2. You can only deconstruct what is constructed

It is perhaps somewhat self-evident, but you can only deconstruct something that is constructed. When evangelical theologians are up in arms because deconstruction is taking place among their ranks, the answer should be: Relax, we only do this because it was constructed in the first place.

Of course, this is where the conservative theologians and philosophers get very uneasy. This is not what they want to hear. For them, the doctrines of the evangelical tomes in the evangelical seminary libraries are not constructed but faithful responses to divinely revealed truth.

Indeed, the Church is alarmed not so much because believers are deconstructing but because the notion is getting through that what was until recently considered absolute truth is now exposed as another mental construct that is in need of critical evaluation.

3. If you can deconstruct it you better do it

How unsettling and yet true this assertion is, becomes clear when, for instance, you take a closer look at the evangelical claim that the Bible is the Word of God. The origin of that claim is actually found in tradition, not in the Bible itself (and insofar claims in the Bible itself hint at any corroboration, remember that this is circular reasoning).

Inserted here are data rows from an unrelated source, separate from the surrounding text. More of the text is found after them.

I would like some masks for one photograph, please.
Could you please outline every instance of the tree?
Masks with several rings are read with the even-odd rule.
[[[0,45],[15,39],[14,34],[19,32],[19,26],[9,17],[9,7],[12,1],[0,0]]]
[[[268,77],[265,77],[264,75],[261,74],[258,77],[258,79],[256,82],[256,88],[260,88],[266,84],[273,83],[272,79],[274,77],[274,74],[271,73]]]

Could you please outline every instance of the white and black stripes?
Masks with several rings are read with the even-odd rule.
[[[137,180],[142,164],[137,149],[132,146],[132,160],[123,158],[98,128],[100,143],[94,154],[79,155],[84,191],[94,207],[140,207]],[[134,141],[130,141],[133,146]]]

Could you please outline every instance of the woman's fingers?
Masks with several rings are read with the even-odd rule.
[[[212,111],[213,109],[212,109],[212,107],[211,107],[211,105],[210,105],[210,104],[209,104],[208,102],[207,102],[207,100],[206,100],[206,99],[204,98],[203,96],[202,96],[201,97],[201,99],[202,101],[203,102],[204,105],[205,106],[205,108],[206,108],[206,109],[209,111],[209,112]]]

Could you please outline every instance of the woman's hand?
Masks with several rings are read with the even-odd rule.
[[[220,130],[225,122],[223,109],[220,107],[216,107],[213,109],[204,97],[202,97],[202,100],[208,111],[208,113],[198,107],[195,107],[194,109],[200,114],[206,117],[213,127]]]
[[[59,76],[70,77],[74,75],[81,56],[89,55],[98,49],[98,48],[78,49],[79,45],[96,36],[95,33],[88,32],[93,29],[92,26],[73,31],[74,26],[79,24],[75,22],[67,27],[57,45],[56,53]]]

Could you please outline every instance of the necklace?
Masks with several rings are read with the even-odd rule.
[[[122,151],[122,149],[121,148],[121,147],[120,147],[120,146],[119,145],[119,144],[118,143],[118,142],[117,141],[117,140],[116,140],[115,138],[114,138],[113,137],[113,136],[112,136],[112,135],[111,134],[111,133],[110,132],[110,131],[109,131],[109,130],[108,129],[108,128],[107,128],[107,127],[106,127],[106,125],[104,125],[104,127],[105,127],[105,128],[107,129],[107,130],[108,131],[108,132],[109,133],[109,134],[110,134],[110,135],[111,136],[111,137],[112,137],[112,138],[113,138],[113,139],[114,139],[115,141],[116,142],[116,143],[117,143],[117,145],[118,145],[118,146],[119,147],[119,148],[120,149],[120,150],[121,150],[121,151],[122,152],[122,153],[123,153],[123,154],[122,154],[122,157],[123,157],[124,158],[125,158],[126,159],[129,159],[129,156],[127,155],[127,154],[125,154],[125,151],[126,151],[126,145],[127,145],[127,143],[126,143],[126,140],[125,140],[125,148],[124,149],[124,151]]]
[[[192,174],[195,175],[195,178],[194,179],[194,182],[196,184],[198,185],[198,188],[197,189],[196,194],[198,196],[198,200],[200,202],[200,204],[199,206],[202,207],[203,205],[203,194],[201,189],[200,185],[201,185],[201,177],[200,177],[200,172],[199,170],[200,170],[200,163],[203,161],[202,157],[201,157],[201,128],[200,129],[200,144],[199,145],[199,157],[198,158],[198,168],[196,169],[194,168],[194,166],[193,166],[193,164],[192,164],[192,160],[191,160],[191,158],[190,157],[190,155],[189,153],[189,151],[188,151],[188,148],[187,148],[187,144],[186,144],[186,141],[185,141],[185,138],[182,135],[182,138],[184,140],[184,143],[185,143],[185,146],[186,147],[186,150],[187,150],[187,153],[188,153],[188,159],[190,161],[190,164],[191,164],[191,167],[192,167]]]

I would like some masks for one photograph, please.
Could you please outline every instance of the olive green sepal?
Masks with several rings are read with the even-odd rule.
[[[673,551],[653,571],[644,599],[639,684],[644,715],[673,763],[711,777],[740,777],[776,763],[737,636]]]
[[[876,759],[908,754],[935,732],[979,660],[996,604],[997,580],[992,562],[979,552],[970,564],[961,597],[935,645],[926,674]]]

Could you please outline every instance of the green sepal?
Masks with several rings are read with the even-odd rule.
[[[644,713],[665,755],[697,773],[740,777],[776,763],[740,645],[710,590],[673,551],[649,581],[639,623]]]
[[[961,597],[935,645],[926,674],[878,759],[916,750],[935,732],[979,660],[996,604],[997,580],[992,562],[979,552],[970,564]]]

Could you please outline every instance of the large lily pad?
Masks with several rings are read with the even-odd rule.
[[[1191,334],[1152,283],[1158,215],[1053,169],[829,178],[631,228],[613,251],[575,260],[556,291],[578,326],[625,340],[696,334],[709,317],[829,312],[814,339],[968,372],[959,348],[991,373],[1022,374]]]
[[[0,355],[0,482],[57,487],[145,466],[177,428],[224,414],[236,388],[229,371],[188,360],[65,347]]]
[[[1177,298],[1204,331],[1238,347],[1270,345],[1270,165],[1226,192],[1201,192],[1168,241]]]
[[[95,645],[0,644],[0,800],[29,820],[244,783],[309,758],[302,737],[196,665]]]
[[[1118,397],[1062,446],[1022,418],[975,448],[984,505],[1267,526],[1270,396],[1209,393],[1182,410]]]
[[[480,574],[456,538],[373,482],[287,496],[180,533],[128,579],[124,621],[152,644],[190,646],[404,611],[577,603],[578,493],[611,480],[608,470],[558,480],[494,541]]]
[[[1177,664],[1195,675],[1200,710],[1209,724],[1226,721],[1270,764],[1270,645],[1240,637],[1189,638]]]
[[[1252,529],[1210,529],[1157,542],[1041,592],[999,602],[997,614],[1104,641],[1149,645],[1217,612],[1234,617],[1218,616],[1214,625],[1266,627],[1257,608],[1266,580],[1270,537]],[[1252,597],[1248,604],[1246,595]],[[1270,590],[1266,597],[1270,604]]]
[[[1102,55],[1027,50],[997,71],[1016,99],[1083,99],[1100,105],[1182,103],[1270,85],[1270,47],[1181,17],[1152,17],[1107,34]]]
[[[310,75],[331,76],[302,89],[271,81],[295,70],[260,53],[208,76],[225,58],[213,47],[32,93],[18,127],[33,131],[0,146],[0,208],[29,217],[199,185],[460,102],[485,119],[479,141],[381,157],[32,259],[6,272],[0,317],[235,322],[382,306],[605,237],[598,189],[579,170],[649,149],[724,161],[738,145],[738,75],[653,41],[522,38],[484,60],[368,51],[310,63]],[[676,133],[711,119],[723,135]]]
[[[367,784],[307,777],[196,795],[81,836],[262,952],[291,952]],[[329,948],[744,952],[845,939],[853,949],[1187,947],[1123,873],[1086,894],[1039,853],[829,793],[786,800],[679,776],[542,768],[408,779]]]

Ecclesial tradition, however, is the very thing evangelical theology wants to dispense with in accordance with the evangelical interpretation of the Reformation rejection of papal authority. Yet, it is that same Bible that says that the Word became flesh and that Jesus is, therefore, the embodied Word of God who has fulfilled whatever it is that was considered God’s Word before (e.g. the Mosaic Law). According to the Bible’s own testimony, the Bible itself cannot possibly be the Word of God.

This is just the beginning of some glaring problem in evangelical theology. But here it begins for the Bible as God’s inerrant Word is the foundation of all evangelical theology.

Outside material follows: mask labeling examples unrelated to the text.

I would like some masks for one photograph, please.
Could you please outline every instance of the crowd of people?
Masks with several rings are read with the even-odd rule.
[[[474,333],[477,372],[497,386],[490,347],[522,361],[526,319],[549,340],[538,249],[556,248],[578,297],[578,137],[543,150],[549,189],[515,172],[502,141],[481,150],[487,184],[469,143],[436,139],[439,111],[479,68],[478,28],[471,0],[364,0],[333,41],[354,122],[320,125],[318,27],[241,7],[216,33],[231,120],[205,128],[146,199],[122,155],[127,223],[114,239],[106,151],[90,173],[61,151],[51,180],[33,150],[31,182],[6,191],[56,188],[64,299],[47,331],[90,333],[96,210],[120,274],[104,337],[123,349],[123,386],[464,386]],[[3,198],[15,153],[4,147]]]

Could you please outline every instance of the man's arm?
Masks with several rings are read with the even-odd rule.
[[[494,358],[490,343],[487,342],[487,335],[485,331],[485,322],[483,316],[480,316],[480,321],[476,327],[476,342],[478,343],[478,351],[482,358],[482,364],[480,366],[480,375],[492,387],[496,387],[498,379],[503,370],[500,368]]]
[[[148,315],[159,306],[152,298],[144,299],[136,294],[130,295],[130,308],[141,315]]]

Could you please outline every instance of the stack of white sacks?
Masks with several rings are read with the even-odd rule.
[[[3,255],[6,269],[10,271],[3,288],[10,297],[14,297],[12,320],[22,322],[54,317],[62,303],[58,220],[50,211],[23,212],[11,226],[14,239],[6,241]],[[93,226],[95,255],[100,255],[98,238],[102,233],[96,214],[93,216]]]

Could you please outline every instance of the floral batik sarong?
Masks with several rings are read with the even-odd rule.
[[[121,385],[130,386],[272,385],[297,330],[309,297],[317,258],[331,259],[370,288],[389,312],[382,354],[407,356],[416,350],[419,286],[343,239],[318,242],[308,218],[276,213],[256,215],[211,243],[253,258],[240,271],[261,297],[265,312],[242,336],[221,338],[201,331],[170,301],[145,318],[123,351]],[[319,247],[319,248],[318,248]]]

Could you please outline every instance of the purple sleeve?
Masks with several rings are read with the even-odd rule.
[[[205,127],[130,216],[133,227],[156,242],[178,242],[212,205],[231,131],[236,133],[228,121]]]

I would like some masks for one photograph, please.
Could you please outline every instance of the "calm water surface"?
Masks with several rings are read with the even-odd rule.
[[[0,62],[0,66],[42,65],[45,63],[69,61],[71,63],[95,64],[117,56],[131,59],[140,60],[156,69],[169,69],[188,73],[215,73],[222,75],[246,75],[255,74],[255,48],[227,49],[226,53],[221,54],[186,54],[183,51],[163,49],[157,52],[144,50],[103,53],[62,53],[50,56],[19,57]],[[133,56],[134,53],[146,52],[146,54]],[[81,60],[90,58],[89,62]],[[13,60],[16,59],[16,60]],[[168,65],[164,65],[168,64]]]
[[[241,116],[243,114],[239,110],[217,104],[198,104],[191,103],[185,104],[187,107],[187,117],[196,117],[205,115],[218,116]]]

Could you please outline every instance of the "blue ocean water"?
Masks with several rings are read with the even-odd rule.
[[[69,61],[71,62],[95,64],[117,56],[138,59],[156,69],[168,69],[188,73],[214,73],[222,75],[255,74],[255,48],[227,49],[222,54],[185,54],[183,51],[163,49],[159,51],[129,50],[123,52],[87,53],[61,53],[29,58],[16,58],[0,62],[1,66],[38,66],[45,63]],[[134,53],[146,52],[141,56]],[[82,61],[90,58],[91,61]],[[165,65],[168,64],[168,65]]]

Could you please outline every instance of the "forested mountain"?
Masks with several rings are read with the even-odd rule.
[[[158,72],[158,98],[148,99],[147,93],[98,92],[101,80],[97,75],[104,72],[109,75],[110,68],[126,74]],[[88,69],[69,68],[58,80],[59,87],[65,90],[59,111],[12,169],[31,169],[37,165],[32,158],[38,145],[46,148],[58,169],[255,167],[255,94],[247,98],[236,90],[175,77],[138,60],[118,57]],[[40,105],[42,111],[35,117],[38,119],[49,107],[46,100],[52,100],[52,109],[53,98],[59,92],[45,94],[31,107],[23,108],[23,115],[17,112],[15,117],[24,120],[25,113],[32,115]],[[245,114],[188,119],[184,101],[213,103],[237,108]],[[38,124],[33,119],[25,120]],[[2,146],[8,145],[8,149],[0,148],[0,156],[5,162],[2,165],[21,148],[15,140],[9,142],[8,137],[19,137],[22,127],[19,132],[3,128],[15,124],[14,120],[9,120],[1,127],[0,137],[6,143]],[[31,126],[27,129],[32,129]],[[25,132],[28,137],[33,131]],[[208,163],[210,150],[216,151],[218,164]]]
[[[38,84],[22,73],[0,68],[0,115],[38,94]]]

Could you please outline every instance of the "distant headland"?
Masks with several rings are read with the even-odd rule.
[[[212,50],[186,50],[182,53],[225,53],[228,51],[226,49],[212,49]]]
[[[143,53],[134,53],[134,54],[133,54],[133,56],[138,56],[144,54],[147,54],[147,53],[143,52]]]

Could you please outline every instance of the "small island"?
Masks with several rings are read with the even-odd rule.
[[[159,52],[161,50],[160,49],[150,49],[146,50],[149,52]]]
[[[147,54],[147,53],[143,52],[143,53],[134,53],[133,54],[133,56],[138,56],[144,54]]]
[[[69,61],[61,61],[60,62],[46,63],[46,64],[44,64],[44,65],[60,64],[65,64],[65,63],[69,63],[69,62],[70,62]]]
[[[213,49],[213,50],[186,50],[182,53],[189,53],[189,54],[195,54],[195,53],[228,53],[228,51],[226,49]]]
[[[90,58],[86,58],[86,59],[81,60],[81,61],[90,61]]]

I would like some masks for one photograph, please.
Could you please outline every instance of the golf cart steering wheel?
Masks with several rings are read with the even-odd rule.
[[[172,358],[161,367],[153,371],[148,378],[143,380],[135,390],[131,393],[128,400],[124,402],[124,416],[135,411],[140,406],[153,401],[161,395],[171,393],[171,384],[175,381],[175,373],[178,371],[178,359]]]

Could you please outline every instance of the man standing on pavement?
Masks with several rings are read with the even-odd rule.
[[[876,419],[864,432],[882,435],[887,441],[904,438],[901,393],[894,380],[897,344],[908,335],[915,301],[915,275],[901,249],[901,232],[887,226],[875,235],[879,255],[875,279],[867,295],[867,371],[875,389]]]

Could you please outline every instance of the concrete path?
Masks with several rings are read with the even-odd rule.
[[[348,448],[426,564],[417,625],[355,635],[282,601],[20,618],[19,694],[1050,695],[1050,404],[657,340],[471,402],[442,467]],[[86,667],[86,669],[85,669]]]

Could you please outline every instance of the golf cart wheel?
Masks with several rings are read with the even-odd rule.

4. Deconstruction is not primarily intellectual

Yet, people who deconstruct their faith usually do not do so for logical reasons. It’s not that they possess superior intellectual skills that lead to places the theologians of the past simply could not go. No, people are hurting in churches. The church’s complicity in authoritarian abuse, misogyny, racism, and economic exploitation of the non-Western world, to name a few issues, can no longer be ignored.

As Western philosophers after Word War II started shooting holes through the modernist self-assurance of the West, as emerging voices in the non-Western world and minorities within the West started gaining a voice of dissent, the West’s modernist hypocrisy was exposed. Imperialism and colonialism became things to be ashamed of. As deeply enmeshed with Western culture and its programs, the Church has been found wanting too.

Perhaps we could say, as Christians, that the Spirit is speaking to the church today. Oddly, the church is called to account by the world. The place where the Spirit ought to fill the hearts and minds of the believers, needs an address from outside, the world, the very place the church was originally sent to in order to save it.

The first shall be the last indeed!

5. Deconstruction is a spiritual movement

And that brings me to my last point. Our Western societies have made some changes. Perhaps not nearly enough, but something is happening and certain discussions are happening (think of the #metoo movement, civil rights, equality for all kinds of minorities, etc.) However, with a false sense of right doctrine, conservative churches have persisted in the old ways.

The glaring discrepancies between a changing culture and an unchanging church increasingly show how precisely in its insistence on right doctrine and absolute truth, the church is woefully falling short in its task to live out the love of Christ for this world.

Abuse victims are speaking up, young people are no longer surrendering their lives to someone’s untenable claim of absolute truth. The church’s authority no longer holds sway. People are deconstructing their faith.

New forms of spirituality are being developed. Deconstruction is so much more than saying goodbye to the church or restructuring one’s intellectual paradigm. It is to allow the winds of change to blow in. It is listening to what the Spirit is trying to tell.

It is too late now for the evangelical church to stop this process. People are deconstructing and leaving the faith into all kinds of directions, some perhaps not as healthy as one would wish. Yet, as people deconstruct their faith they often do so with a spiritual motivation that goes a lot deeper than the shallow and artificial foundations of right doctrine of their former faith.

Does this mean the end of the church? Maybe it’s the end of the church as we know it, but deconstruction certainly isn’t the end of what God is doing in the world today. As idols are toppled, room is created for a new work of the Spirit for this age. People will discover the message of Christ anew and will invest their lives in living it out. But Christianity is going to look very different from now on.